Ülkemizde hemen herkesin duyduğu ve dinlediği Halil İbrahim türküsü hikayesi nedir diye merak edenler vardır. Müzik aletlerinin tamiri ile uğraşan bir adamdan bahseden Halil İbrahim türküsünün hikayesi çok sayıda kişinin ilgisini çeker. Özellikle, türküde adı geçen kişinin kim olduğunu bilmeyenler, Halil İbrahim türküsü kime yazıldı diye merak eder. Halil İbrahim türküsü hangi yöreye ait diye soranlar için bu eser Ordu'nundur. Bu türkünün hikayesi nedir ve neyi anlatır?
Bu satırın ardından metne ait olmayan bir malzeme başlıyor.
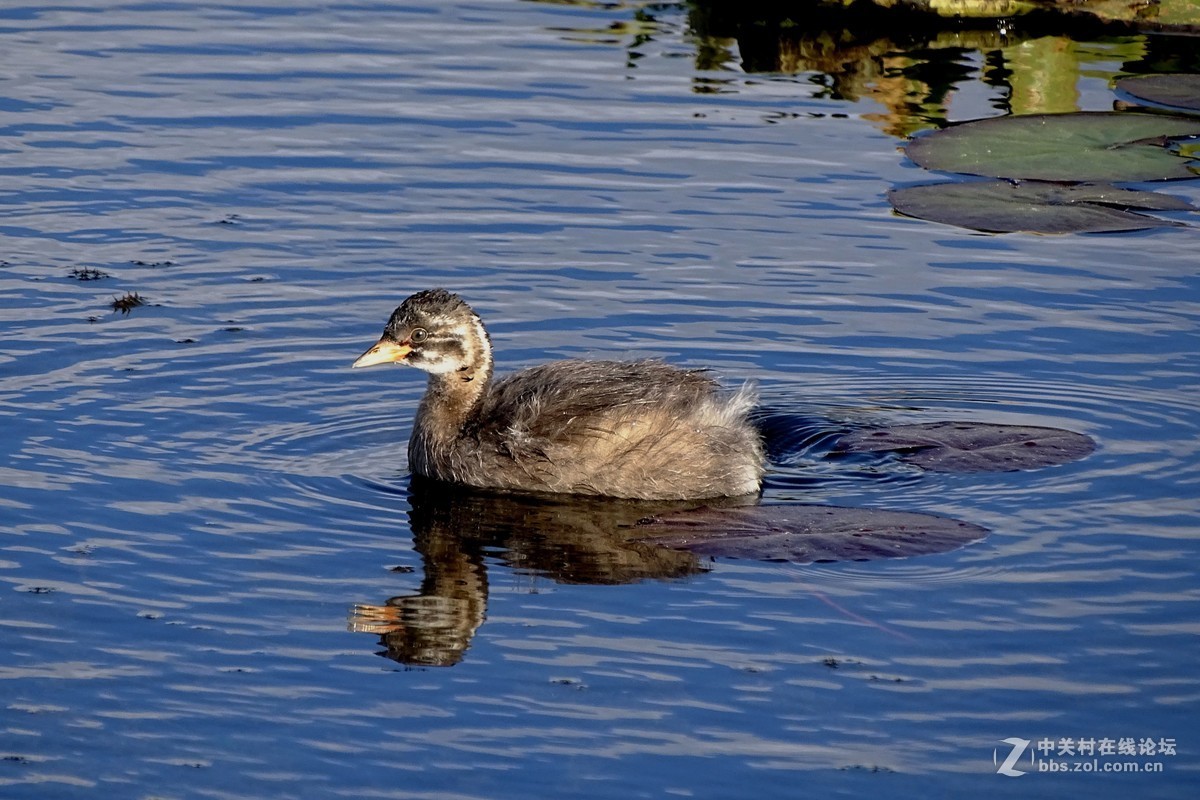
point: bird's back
(634, 429)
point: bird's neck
(453, 396)
(449, 402)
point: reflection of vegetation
(911, 61)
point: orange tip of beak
(383, 352)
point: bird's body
(616, 428)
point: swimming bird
(641, 429)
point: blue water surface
(205, 515)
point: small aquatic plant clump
(88, 274)
(129, 302)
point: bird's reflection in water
(568, 539)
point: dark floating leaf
(1035, 206)
(1175, 90)
(972, 446)
(129, 302)
(807, 533)
(1080, 146)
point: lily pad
(807, 533)
(972, 446)
(1078, 146)
(1175, 90)
(1036, 206)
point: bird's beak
(385, 350)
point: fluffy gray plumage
(617, 428)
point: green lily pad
(804, 534)
(972, 446)
(1175, 90)
(1081, 146)
(1036, 206)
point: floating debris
(129, 302)
(88, 274)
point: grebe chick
(639, 429)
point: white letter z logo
(1019, 746)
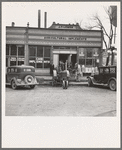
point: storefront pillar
(77, 55)
(26, 55)
(26, 62)
(51, 54)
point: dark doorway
(73, 59)
(63, 57)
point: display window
(14, 55)
(39, 56)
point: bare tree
(111, 16)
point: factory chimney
(39, 19)
(45, 21)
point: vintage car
(21, 76)
(105, 76)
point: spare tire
(29, 79)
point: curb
(70, 83)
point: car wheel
(112, 85)
(32, 86)
(90, 82)
(13, 85)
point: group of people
(78, 72)
(65, 66)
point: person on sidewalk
(78, 72)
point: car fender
(14, 80)
(112, 78)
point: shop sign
(21, 59)
(65, 38)
(39, 59)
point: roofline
(55, 29)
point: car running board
(99, 83)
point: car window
(27, 70)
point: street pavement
(45, 100)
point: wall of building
(37, 46)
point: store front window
(88, 56)
(14, 55)
(39, 56)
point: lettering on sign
(65, 38)
(65, 27)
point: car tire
(27, 79)
(13, 85)
(90, 83)
(112, 85)
(63, 84)
(32, 86)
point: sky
(60, 12)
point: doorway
(73, 59)
(63, 57)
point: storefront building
(39, 47)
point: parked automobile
(106, 76)
(21, 76)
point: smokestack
(39, 19)
(45, 22)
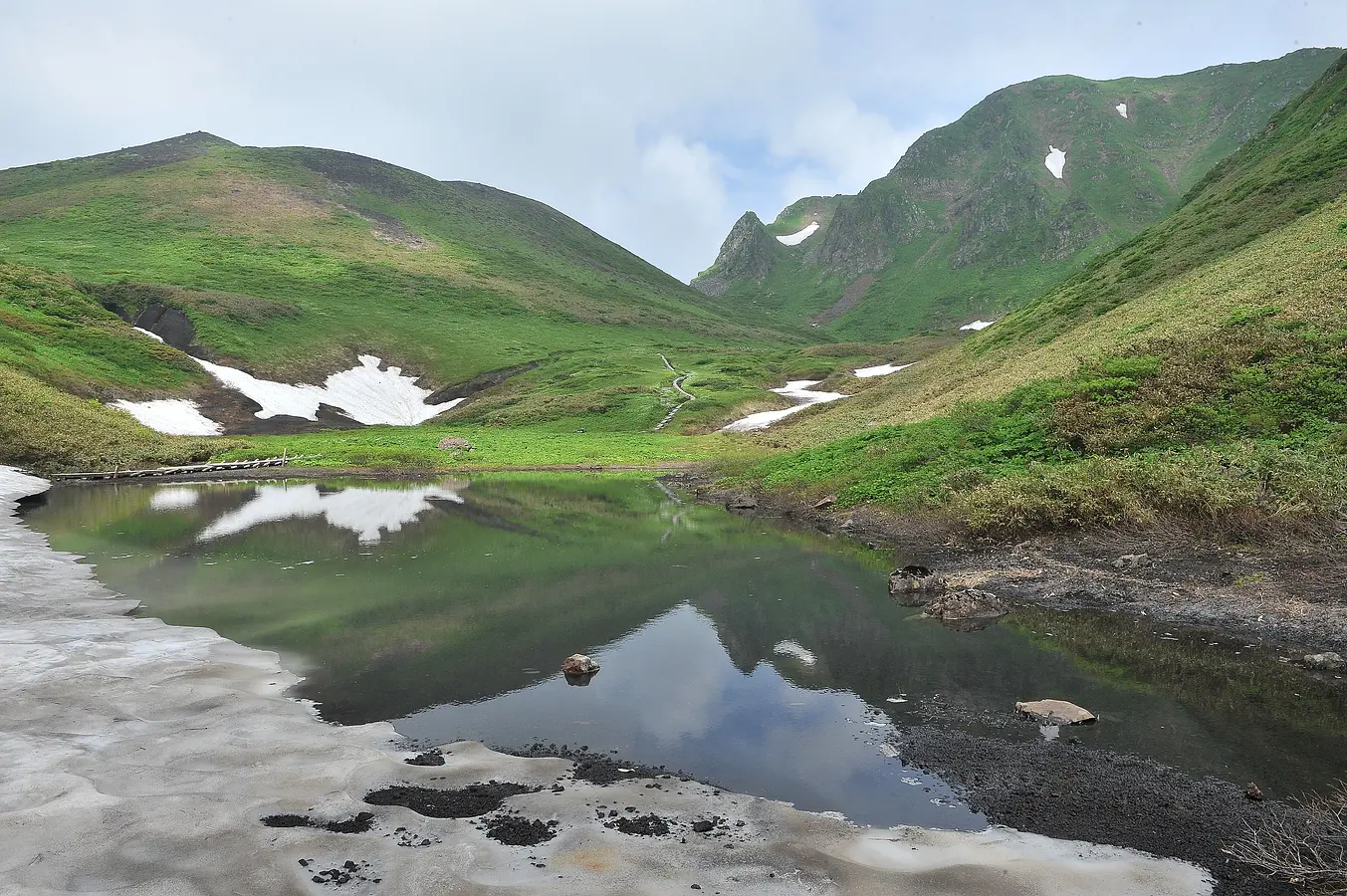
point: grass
(1246, 426)
(290, 262)
(48, 430)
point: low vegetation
(1246, 426)
(49, 430)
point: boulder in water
(968, 609)
(915, 585)
(1330, 662)
(1056, 712)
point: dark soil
(349, 872)
(1072, 792)
(641, 826)
(520, 831)
(466, 801)
(354, 824)
(1271, 590)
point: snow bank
(797, 389)
(799, 236)
(172, 499)
(174, 416)
(884, 369)
(1056, 160)
(363, 511)
(365, 393)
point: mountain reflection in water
(756, 656)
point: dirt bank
(141, 758)
(1289, 595)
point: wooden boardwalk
(178, 471)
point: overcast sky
(653, 121)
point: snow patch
(1056, 160)
(365, 393)
(172, 499)
(884, 369)
(363, 511)
(799, 236)
(790, 648)
(797, 389)
(172, 416)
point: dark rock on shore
(915, 585)
(465, 801)
(1059, 789)
(968, 609)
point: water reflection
(366, 512)
(670, 689)
(752, 655)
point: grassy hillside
(970, 222)
(290, 262)
(1198, 372)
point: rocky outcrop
(968, 608)
(749, 254)
(578, 664)
(915, 585)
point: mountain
(290, 262)
(1198, 373)
(974, 220)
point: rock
(579, 664)
(915, 585)
(968, 609)
(1056, 712)
(1330, 662)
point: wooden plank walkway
(191, 468)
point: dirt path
(678, 384)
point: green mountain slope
(972, 222)
(1198, 372)
(289, 262)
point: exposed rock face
(977, 195)
(579, 664)
(915, 585)
(1056, 712)
(748, 254)
(968, 608)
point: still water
(760, 658)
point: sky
(656, 122)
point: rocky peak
(748, 254)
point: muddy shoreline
(1278, 597)
(1288, 597)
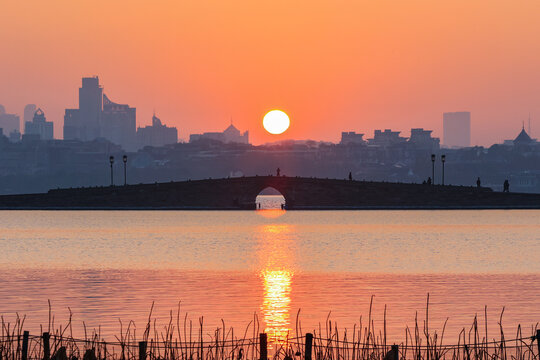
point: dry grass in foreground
(181, 339)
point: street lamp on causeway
(433, 169)
(111, 161)
(124, 158)
(443, 159)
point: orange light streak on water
(277, 274)
(277, 302)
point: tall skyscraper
(29, 111)
(457, 129)
(39, 126)
(9, 122)
(118, 123)
(97, 116)
(83, 123)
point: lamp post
(111, 160)
(433, 169)
(124, 158)
(443, 159)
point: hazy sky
(331, 65)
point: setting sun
(276, 122)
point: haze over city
(332, 66)
(269, 180)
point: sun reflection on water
(276, 255)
Ordu yöresine ait bir türkü olan Halil İbrahim, hikayesi ile dikkat çeker. 1931 yılında Fatsa'da dünyaya gelen Halil İbrahim'in, saat ve gramafon tamiri yaptığı bir dükkanı vardır. Çevresindeki kişiler tarafından dürüstlüğü, temizliği ve iyi bir insan olması ile bilinir. Her zaman giysilerine özen gösteren ve boyasız ayakkabı bile giymeyen biridir. İşe gidip gelirken, her gün üzerinde dal köprü bulunan bir ırmağın üzerinden geçer. Bir gün köprüden geçerken bir kız görür ve çok beğenir.
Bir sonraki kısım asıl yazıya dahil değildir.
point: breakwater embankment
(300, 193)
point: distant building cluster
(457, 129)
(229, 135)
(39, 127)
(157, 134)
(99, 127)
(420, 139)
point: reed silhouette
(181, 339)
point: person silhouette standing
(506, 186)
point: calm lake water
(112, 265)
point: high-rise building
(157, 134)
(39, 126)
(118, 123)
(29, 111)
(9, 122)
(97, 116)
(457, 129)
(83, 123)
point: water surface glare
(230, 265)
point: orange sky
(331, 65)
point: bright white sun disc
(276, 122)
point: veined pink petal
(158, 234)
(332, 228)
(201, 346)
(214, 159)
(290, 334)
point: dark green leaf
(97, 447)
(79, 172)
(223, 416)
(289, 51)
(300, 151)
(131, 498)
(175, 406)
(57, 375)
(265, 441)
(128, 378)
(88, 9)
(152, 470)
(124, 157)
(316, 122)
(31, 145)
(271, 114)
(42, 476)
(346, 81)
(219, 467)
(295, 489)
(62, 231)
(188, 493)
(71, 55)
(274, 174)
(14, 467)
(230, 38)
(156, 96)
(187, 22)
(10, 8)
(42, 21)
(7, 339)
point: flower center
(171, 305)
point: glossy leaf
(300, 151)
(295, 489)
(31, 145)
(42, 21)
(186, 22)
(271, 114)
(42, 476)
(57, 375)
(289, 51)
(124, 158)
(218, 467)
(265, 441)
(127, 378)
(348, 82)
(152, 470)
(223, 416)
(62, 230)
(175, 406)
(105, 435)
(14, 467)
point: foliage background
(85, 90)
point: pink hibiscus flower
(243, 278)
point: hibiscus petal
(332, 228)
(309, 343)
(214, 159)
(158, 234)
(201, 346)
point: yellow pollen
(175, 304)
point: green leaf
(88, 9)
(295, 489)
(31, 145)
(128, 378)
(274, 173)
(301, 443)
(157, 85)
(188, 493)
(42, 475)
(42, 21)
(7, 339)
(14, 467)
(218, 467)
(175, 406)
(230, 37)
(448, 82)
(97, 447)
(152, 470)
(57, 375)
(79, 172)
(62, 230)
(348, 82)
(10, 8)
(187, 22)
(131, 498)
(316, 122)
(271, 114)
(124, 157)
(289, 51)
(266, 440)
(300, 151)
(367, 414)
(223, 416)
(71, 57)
Bu kişi, Çolağın Ahmet'in kızıdır ve onunla evlenir. Bir kız, bir erkek olmak üzere iki çocuğu olur. Takvimler 1951'i gösterdiğinde Halil İbrahim'i askere çağırırlar. Ailesinden ayrılmayı istemese de mecburen gitmek zorunda kalır. Askere gittikten sonra düşmanları ona bir mektup yazar. Buna göre karısının babası, onu başka birine satmıştır. Ek olarak, köyün ağasının topraklarının bir kısmını aldığını da söylerler. Bunu duyan Halil İbrahim, askerden kaçar ve Fatsa'ya döner. İlk iş olarak ağayı vurur, ancak asker kaçağı olduğu için erkenden yakalanır. Diğer askerler tarafından telefon direğine bağlanarak acımasızca dövülür. Kafasına ağır bir darbe alan Halil İbrahim'in, o günden sonra aklı başından gider.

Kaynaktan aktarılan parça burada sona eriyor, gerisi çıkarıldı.